For completeness, I have updated the poll to include an option for Century Boots, so readers can quickly record the satisfaction level with this boot.
See the range, and the contact details for the Scottish agent here:
Scotland DG1 1QA
Call. 01387 266 461
Century has CLOSED!
Sadly, that didn’t last long, and a comment received in April 2014 alerted us to the fact that the Century operation had closed, with the following message greeting visitors to their web site:
Visiting the TIGAR site (as mentioned above) did not appear to provide any information about this subsidiary, and clicking on the section which used to lead to TIGAR RUBBER FOOTWEAR returned a “Server Application Unavailable” message, while clicking on other links to other products still opened up further information. This appears to further confirm that Century has been closed, as per the message above.

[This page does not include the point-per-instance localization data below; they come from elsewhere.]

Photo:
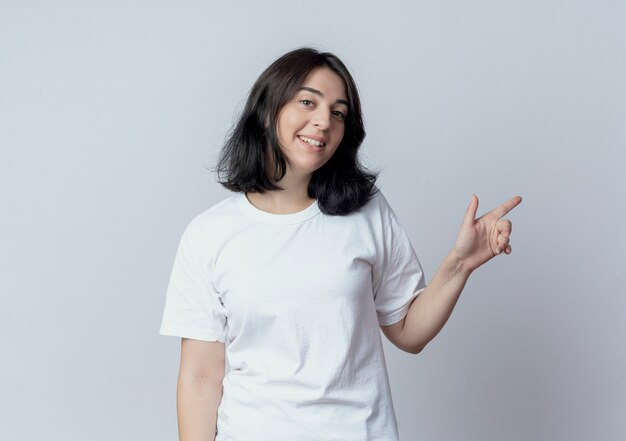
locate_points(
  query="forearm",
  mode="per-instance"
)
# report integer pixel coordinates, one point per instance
(430, 311)
(197, 401)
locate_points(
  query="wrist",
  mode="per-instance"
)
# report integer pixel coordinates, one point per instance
(457, 264)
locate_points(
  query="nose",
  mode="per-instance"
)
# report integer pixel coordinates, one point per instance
(321, 119)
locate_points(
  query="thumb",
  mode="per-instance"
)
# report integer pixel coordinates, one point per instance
(470, 213)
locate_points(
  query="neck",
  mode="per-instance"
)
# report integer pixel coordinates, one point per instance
(293, 198)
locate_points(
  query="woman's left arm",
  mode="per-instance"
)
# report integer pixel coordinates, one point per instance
(479, 240)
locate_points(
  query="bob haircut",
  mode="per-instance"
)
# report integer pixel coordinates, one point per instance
(342, 185)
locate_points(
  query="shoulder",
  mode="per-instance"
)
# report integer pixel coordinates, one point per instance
(378, 210)
(209, 225)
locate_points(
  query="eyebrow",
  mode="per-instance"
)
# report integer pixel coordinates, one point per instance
(317, 92)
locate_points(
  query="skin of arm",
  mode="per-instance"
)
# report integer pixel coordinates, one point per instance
(478, 241)
(199, 389)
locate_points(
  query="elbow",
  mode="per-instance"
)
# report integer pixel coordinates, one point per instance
(413, 349)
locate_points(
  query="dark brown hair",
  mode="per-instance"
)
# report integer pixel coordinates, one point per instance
(342, 185)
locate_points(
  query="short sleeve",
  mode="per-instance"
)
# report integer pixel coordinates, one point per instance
(397, 275)
(193, 308)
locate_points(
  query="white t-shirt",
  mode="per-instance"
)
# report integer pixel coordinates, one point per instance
(298, 299)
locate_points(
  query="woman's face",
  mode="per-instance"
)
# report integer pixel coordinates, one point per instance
(311, 125)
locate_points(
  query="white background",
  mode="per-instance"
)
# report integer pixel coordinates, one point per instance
(111, 114)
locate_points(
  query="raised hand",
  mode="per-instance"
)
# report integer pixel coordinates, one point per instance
(479, 240)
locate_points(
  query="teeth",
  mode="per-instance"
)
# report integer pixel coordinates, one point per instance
(312, 141)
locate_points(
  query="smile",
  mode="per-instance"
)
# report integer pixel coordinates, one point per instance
(312, 142)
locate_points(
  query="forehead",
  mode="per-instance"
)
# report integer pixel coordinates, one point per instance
(328, 82)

According to one of out commenters below, TIGAR suffered a couple of years of severe financial difficulty… so it looks as if Century was the sacrifice needed to save the rest of the business.
Confirming more interest in its position as a fashion accessory that a working pair of wellies, 2014 saw the Hunter Boot makes it way onto the catwalk at London Fashion Week.
I think we mark this as the end of the reliable Hunter.
While we’ve no interest in this nonsense, the story did come with some history of the original company:
In 1856, the North British Rubber Company consisted of only four people, which expanded to a team of more than 600 after 20 years.
With the arrival of the First World War, the company found itself drastically increasing its production of wellington boots. This was at the request of a War Office that required a boot sturdy enough to cope with flooded trenches. It ordered more than a million pairs.
Hunter was also busy in the Second World War, once more producing high quantities of boots, as well as life belts, gas masks and ground sheets.
In winter 1955, the famous green wellington – the firm’s first orthopaedic boot – appeared. It was a big success, remaining in production to this day – as does the Royal Hunter that was launched alongside it.
Hunter was awarded a royal warrant from the Duke of Edinburgh in 1977, and the Queen in 1986. The firm has grown recently and its products now sell in more than 30 countries.
Although, I think some may find the line “In winter 1955, the famous green wellington – the firm’s first orthopaedic boot – appeared. It was a big success, remaining in production to this day – as does the Royal Hunter that was launched alongside it.” a bit of an exaggeration.
Since they sold off the manufacturing equipment to Serbia (which probably could make that claim with more credibility), and left the experience and skills of the staff in Edinburgh, it’s a but of a stretch of the imagination to say the boots “remain in production”. It might be truer to say something closer to “have been reproduced or recreated” by the new company using a similar name.